Yet, in a strange turn of events, these flukes began to take hold in the public imagination. Jokes composed of senseless phrases began to show up in memes and pre-teen text messages. Soon the human audiences laughed just as hard at these inscrutable jokes as the machines did.

Sociologists tried to explain this development, and multiple theories were published in reputable journals. Andersen et al. explained it as a classic case of a cargo cult, an attempt to come to terms with a reality populated by forces so far beyond a population’s understanding that it resorts to imitation. Others reanimated Marshall McLuhan’s theory that the medium is the message and claimed it was only natural that a society run by algorithms should start to share an AI’s sense of humor. The debate is ongoing and a frequent topic of conversation at cultural-studies conferences.

In any case, it quickly became apparent that human comics were utterly redundant. The programmable performer and the programmable audience could simply entertain each other — refining their responses across thousands of iterations, while humans merely peered in, laughing at jokes that only underscored their obsolescence. But, if truth be told, comedy has never been so popular.

[The Comedian begins telling jokes. The Laughing Algorithm is projected on one of the screens behind him, its speech-to-text conversions and responses showing in real time.]

Laughing algorithm: Listening.
The Comedian: So a funny thing happened the other day… the baboon Chinese a cup of zucchini!
Laughing Algorithm: Analyzing. [There is a pause.] Not funny.
The Comedian: [Slightly dismayed but determined.] So a funny thing happened the other day… the baboon cherry Zuckerberg zucchini!
Laughing Algorithm: Analyzing. [There is a pause.] Funny. [An MP3 recording of canned laughter plays.]
The Comedian: [Heartened.] I’ve got three words for you guys: cordials, information, jambalaya. That’s right!
Laughing Algorithm: Analyzing. [There is a pause.] Funny. [An MP3 recording of canned laughter plays.]
The Comedian: What did boy bands man say to orange park boys? Seat belt.
Laughing Algorithm: Analyzing. [There is a pause.] Funny. [An MP3 recording of canned laughter plays.]

[Pleased, the Comedian and Narrator exit.]

[Technical note: The machine learning laughter program is a program that receives speech as input and classifies the speech as funny or not funny based on the prediction from a trained machine.
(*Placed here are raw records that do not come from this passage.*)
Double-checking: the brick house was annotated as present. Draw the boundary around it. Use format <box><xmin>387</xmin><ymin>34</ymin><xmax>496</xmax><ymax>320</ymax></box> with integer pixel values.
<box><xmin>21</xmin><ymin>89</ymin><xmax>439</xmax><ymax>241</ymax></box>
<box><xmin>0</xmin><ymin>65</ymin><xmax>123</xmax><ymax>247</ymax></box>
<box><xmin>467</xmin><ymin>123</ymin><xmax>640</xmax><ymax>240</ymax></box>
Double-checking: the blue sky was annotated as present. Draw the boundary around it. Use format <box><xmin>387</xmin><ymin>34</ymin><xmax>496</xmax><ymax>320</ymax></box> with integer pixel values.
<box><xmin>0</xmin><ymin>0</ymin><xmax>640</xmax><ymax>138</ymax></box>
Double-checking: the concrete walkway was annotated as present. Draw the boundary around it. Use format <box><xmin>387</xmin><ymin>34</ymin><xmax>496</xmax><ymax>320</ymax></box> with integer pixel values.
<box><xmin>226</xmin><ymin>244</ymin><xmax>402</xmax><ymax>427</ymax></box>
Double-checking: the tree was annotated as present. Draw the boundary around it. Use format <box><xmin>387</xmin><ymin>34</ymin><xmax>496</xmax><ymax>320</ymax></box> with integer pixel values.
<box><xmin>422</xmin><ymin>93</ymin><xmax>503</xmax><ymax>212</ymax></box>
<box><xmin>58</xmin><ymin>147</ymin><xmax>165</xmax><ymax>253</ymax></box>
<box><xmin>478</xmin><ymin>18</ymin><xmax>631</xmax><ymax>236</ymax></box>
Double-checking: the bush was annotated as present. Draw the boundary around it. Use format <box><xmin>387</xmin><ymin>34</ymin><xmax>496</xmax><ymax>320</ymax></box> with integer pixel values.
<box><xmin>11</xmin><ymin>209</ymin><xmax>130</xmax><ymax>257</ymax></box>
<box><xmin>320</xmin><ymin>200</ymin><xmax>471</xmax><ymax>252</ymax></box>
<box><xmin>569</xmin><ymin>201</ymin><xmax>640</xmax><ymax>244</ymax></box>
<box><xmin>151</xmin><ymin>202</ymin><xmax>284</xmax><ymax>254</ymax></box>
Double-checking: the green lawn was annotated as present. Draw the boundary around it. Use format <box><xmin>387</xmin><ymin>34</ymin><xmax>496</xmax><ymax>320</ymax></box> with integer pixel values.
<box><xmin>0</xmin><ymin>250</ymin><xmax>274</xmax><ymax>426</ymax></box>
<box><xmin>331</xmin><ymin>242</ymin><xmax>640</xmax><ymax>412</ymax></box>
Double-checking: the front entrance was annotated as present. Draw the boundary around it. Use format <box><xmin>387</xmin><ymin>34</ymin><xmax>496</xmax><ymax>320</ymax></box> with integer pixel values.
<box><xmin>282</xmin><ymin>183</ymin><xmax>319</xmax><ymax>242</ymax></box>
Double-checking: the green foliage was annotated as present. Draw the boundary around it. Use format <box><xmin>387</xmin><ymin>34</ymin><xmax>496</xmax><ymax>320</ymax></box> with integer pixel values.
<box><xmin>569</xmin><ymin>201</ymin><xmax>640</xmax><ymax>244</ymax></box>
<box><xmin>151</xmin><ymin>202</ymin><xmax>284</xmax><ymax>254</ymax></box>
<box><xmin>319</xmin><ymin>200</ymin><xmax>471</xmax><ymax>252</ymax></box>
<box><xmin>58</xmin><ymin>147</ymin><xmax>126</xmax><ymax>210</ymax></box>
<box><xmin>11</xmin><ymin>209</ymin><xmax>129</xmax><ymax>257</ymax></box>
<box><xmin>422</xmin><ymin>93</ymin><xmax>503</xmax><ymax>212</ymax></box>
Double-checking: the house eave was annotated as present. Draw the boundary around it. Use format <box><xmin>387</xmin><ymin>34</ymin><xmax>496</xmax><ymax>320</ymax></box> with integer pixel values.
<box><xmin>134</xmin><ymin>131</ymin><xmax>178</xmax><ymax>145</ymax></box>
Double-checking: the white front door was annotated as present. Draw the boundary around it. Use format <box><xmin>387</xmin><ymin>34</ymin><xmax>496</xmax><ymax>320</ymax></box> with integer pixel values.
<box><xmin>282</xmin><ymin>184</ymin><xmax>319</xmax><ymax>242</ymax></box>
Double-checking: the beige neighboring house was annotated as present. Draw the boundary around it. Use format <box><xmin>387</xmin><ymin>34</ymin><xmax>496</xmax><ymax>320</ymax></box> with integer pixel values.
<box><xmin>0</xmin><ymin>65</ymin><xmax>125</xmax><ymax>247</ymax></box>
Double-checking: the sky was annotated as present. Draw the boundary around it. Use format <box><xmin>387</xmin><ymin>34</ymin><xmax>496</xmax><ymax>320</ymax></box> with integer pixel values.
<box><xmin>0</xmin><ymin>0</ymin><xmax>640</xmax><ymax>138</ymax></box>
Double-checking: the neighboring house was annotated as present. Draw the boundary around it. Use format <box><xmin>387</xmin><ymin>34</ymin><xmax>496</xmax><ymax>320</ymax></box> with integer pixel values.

The data used to train this model came from Reddit and other datasets of one-liner jokes. The total size of the combined datasets of jokes used to train the program came to about 300,000 jokes. This data was obtained online and is easily accessible. The program works as follows: First a person speaks into the microphone. The speech is converted to text via Google's Speech to Text API. This text is fed to the model for prediction and MP3 audio files based on the prediction are played accordingly. (Funny, Not Funny). The model itself was created using Python. Natural language processing was done to clean the data available online into text that the machine can make sense of (i.e. without stop words and punctuation). Following this cleaning, each text was assigned either +1 for “funny” or -1 for “not funny” and then the dataset of these texts and their corresponding scores were fed to a machine which used TfidfVectorizers and Linear SVCs to classify text to the corresponding scores.]

ACT III: A Counter-Surveillance Fashion Show

[Enter the Narrator.]

Narrator: In 2018, in the Brazilian city of São Paulo, one subway station began using facial recognition technology to deliver targeted advertisements to paying passengers. By classifying the facial expressions of the patrons of the city’s public transit system into distinct categories and altering the style of advertisement presented to them accordingly, the algorithms attempted to influence the purchasing behavior of each commuter. Online protests soon started, with a small but vocal group of passengers requesting micropayments as compensation for the labor of helping to refine these corporate algorithms. These protests intensified after leaked documents revealed that the accumulated data on all passengers was being stored and sold to third parties.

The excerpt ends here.